O eu empírico é o eu que descrevemos a partir da ciência: um conjunto de características
que se aplicam a uma determinada pessoa. Posso, por exemplo, preencher uma lista préestabelecida de adjetivos qualificativos escolhendo aqueles que se aplicam a mim: (alto,
baixo, gordo, magro, bonito, feio, inteligente, burro, afetuoso, não afetuoso, impulsivo,
controlado etc...). A soma total destas características aplicáveis a você corresponde bem de
perto àquilo que você pensa que é. Isso que você pensa que é faz parte do que Husserl
denominava de eu empírico: o eu mensurável, o eu ao qual a ciência tem acesso. Mas se, de
acordo com o que sentimos, não pudermos nos reduzir a esse tipo de eu empírico,
considerando que na experiência de “eu” há algo mais, então devemos procurar além do
empírico (no sentido da ciência) e buscar um eu transcendental. O que é esse eu
transcendental? Corresponde àquilo que nós denominamos de sujeito humano (por oposição
a objeto humano). O eu empírico é, de certa forma, o resultado de todas as determinações
que pesam sobre o ser humano e fazem com que ele seja como é; reúne todas as influências
internas e externas de sua vida, toda sua história passada. Mas fica fora disso aquela
capacidade de iniciativa, aquela capacidade de ser sujeito, de definir os próprios rumos de
vida. Isso que você está constantemente exercendo e que a ciência não consegue pegar (ela
só consegue pegar o eu-objeto), é o que Husserl chama de eu transcendental.

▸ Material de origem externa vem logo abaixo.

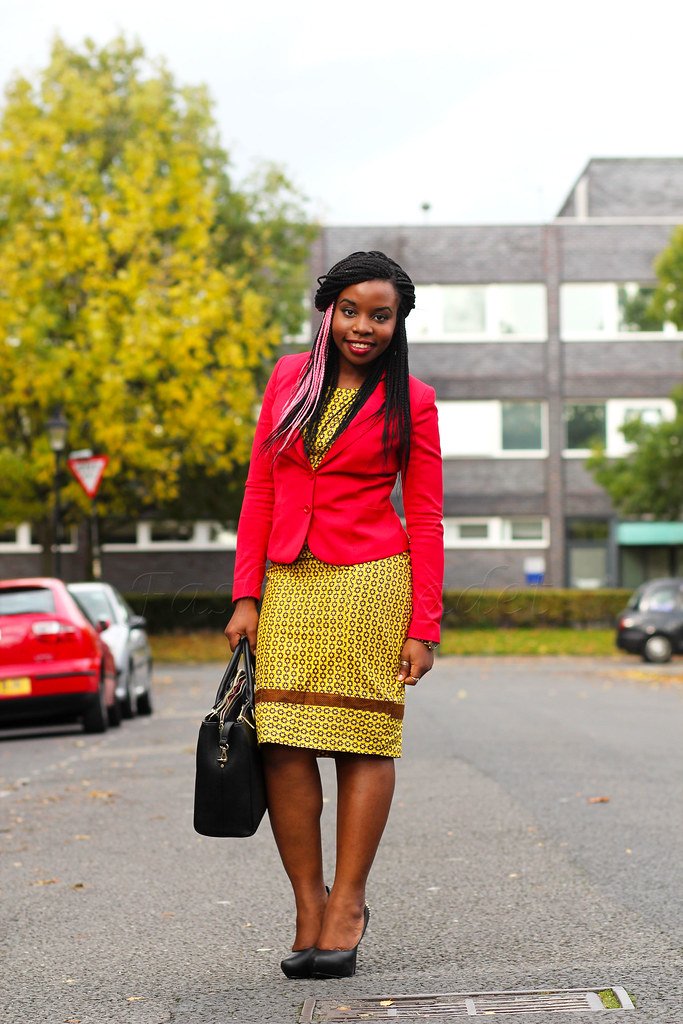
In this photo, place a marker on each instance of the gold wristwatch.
(429, 644)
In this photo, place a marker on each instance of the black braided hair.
(353, 269)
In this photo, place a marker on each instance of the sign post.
(88, 470)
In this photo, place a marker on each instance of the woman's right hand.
(243, 624)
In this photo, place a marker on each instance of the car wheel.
(144, 699)
(657, 649)
(95, 718)
(128, 702)
(115, 714)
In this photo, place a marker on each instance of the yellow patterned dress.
(329, 644)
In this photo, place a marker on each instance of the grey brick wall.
(610, 252)
(479, 487)
(481, 371)
(445, 254)
(622, 369)
(170, 571)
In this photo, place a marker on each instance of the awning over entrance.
(647, 534)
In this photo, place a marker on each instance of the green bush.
(531, 606)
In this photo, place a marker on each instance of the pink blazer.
(343, 508)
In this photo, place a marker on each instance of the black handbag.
(229, 790)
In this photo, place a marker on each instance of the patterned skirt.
(327, 655)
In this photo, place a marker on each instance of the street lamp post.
(56, 432)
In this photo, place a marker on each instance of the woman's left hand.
(415, 660)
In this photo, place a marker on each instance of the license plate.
(14, 687)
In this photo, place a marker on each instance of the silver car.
(127, 639)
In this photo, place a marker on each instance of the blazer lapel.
(359, 425)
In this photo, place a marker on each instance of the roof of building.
(627, 186)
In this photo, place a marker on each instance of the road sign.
(89, 472)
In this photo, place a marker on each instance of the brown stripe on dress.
(390, 708)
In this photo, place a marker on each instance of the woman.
(351, 609)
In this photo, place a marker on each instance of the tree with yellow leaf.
(139, 290)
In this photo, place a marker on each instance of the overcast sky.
(487, 111)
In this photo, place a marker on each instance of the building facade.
(527, 334)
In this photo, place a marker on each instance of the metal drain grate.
(388, 1008)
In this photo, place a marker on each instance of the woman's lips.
(360, 347)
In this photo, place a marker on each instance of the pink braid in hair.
(309, 383)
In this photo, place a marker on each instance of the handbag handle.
(242, 650)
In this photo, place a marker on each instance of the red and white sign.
(89, 472)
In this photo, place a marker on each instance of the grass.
(608, 998)
(212, 646)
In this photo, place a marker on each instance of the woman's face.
(363, 325)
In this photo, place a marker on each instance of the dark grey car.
(651, 624)
(127, 639)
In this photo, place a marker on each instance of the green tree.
(649, 479)
(139, 289)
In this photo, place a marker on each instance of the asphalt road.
(499, 868)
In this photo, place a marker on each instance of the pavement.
(536, 842)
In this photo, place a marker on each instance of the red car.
(53, 664)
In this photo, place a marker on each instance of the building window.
(608, 310)
(479, 312)
(167, 535)
(585, 425)
(473, 530)
(522, 531)
(526, 529)
(170, 529)
(521, 428)
(587, 552)
(17, 538)
(493, 429)
(112, 531)
(590, 424)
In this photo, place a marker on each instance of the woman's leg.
(365, 791)
(295, 805)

Ocorre que esse eu transcendental é muitíssimo importante numa concepção de psiquismo.
O psiquismo que você consegue descrever, aquele que você analisa exaustivamente com o
método científico, não é ainda o eu transcendental, o verdadeiro eu. O eu transcendental é
você sendo capaz de dizer não, é você tendo um mínimo de domínio sobre os seus
condicionamentos, é você tomando a iniciativa. Merleau-Ponty falava que a ciência nos deu
uma imagem de ser humano como resultado de causas determinantes (o homem-resultado).

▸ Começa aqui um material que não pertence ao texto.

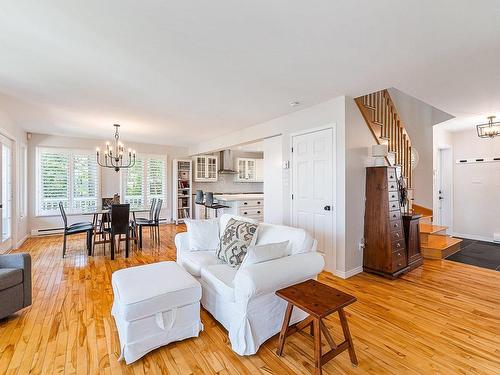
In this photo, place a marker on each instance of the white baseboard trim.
(350, 273)
(21, 241)
(472, 237)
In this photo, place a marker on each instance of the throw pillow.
(203, 234)
(263, 253)
(234, 242)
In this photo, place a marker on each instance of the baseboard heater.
(46, 231)
(496, 237)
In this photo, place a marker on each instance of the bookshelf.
(182, 190)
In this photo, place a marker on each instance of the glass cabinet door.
(251, 169)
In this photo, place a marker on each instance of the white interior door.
(6, 193)
(445, 188)
(313, 188)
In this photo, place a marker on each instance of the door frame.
(13, 208)
(439, 176)
(330, 264)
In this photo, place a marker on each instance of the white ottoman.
(154, 305)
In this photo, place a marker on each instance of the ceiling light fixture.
(113, 156)
(489, 130)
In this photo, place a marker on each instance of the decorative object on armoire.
(411, 225)
(113, 156)
(403, 195)
(385, 249)
(379, 153)
(489, 130)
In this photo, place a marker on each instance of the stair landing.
(440, 246)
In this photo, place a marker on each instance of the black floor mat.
(478, 253)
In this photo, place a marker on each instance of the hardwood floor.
(442, 318)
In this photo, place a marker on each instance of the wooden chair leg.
(112, 247)
(317, 346)
(127, 244)
(347, 335)
(284, 328)
(140, 237)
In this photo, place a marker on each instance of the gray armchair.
(15, 283)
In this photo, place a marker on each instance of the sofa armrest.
(181, 243)
(22, 261)
(268, 277)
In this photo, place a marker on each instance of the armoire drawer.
(398, 245)
(392, 186)
(391, 175)
(397, 235)
(393, 196)
(394, 215)
(396, 225)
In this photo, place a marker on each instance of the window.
(68, 176)
(144, 181)
(23, 178)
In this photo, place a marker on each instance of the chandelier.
(113, 156)
(489, 130)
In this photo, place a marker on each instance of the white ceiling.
(180, 72)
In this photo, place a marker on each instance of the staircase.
(435, 243)
(386, 126)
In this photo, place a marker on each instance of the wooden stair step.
(440, 247)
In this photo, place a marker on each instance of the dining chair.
(210, 203)
(120, 224)
(76, 228)
(153, 224)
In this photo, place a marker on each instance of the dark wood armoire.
(386, 251)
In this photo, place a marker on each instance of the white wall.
(273, 177)
(320, 115)
(442, 139)
(110, 180)
(476, 207)
(9, 129)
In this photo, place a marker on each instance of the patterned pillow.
(235, 241)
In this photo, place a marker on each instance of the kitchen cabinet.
(205, 168)
(249, 170)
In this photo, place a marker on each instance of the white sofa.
(244, 301)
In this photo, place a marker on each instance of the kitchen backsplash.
(226, 184)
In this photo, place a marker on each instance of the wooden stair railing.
(383, 120)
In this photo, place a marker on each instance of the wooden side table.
(319, 301)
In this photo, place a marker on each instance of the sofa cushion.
(263, 253)
(203, 234)
(234, 243)
(146, 290)
(194, 261)
(220, 278)
(299, 241)
(224, 219)
(10, 277)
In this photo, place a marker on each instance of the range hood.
(226, 162)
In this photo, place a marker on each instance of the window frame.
(70, 211)
(145, 157)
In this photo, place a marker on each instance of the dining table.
(95, 212)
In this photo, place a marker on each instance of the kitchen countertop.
(238, 197)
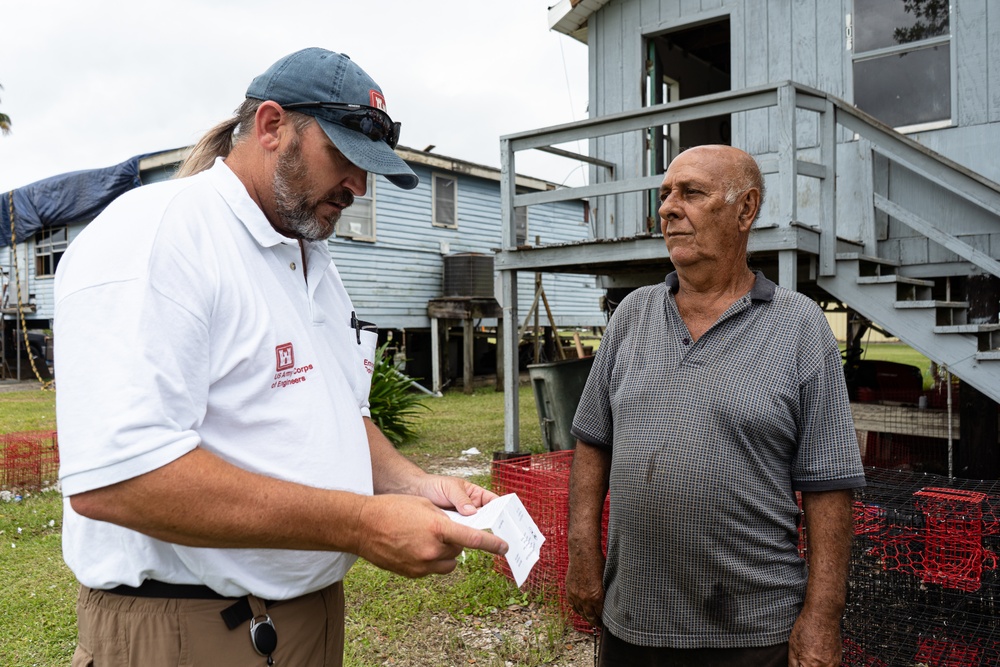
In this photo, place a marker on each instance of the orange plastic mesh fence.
(541, 481)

Mas o que há de próprio em nossa experiência subjetiva é que somos ativos, respondemos
ao mundo, tomamos posição face a ele: não somos apenas resultado, somos iniciadores. O
ser humano é capaz de definir o seu rumo de vida, é capaz de influenciar as influências que
pesam sobre ele. É o esquecimento disso que faz com que sejamos tratados de modo
análogo a como se tratam os animais. A capacidade de ser sujeito é de outro nível de
complexidade no ser humano. O psiquismo não se restringe ao eu empírico (eu-objeto),
aquela parte de mim que é descritível pelo método científico; ele vai mais longe, e a ciência
que estamos acostumados a praticar, que tem métodos rigorosos e medidas quantitativas,
não chegou ainda a tocar o “eu-sujeito”, que é o que o Husserl chama de eu transcendental.

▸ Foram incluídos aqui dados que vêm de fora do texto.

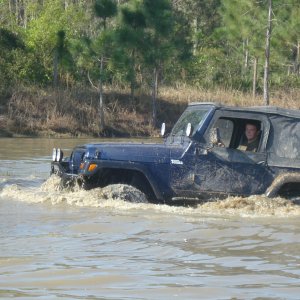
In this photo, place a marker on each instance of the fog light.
(92, 167)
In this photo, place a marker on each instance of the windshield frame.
(178, 134)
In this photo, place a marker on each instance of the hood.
(135, 152)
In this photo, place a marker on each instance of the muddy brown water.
(83, 245)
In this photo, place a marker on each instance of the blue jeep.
(199, 159)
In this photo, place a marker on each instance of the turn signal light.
(92, 167)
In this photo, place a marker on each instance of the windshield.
(191, 115)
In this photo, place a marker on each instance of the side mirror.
(163, 129)
(189, 130)
(214, 136)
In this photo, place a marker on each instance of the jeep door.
(225, 169)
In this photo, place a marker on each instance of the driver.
(252, 131)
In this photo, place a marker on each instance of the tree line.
(144, 43)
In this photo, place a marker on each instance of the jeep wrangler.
(199, 159)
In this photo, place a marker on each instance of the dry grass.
(59, 112)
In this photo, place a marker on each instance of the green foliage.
(207, 43)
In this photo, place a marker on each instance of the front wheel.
(124, 192)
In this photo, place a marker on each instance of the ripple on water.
(126, 197)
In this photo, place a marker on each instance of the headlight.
(57, 154)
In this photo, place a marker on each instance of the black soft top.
(283, 136)
(269, 110)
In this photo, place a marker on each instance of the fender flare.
(279, 181)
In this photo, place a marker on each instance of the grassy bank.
(64, 113)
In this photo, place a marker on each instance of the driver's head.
(252, 131)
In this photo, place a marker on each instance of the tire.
(124, 192)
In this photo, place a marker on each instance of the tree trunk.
(55, 68)
(246, 54)
(255, 62)
(101, 101)
(267, 54)
(297, 60)
(154, 95)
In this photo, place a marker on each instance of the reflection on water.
(79, 244)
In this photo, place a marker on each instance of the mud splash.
(123, 197)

Ela fica com o “eu-objeto”. Falamos muito hoje em dia de cidadania para nos referirmos
justamente a esse lado ativo do ser humano, da pessoa. O psiquismo precisa ser pensado
muito mais profundamente se quisermos atender à complexidade do ser humano. Por isso é
que a grande discípula do Husserl, Edith Stein, considerava útil olhar para o ser humano e
pensar nele em termos de corpo, psiquismo e espírito. Espírito!? Sim, o espírito é o eu
transcendental, é a capacidade de dizer não, a capacidade de decidir sobre o próprio rumo
de vida, a capacidade de não viver sempre ligado ao imediato, de não viver como uma
resposta definida ao estímulo imediato, é a capacidade de recuo que tem o ser humano, e
que lhe garante duas coisas absolutamente fundamentais: o pensamento abstrato
(capacidade de pensar o próprio pensamento) e a liberdade (capacidade de decidir seu rumo
de vida). Isso me permite afirmar que eu não sou simplesmente um conjunto de respostas
determinadas a estímulos. É claro que os estímulos produzem respostas em nós, mas nós
podemos também nos posicionar face a eles (embora nem sempre o façamos). Além da
redução eidética, existe uma redução transcendental através da qual eu deixo para trás o euobjeto para chegar no eu-sujeito (eu transcendental).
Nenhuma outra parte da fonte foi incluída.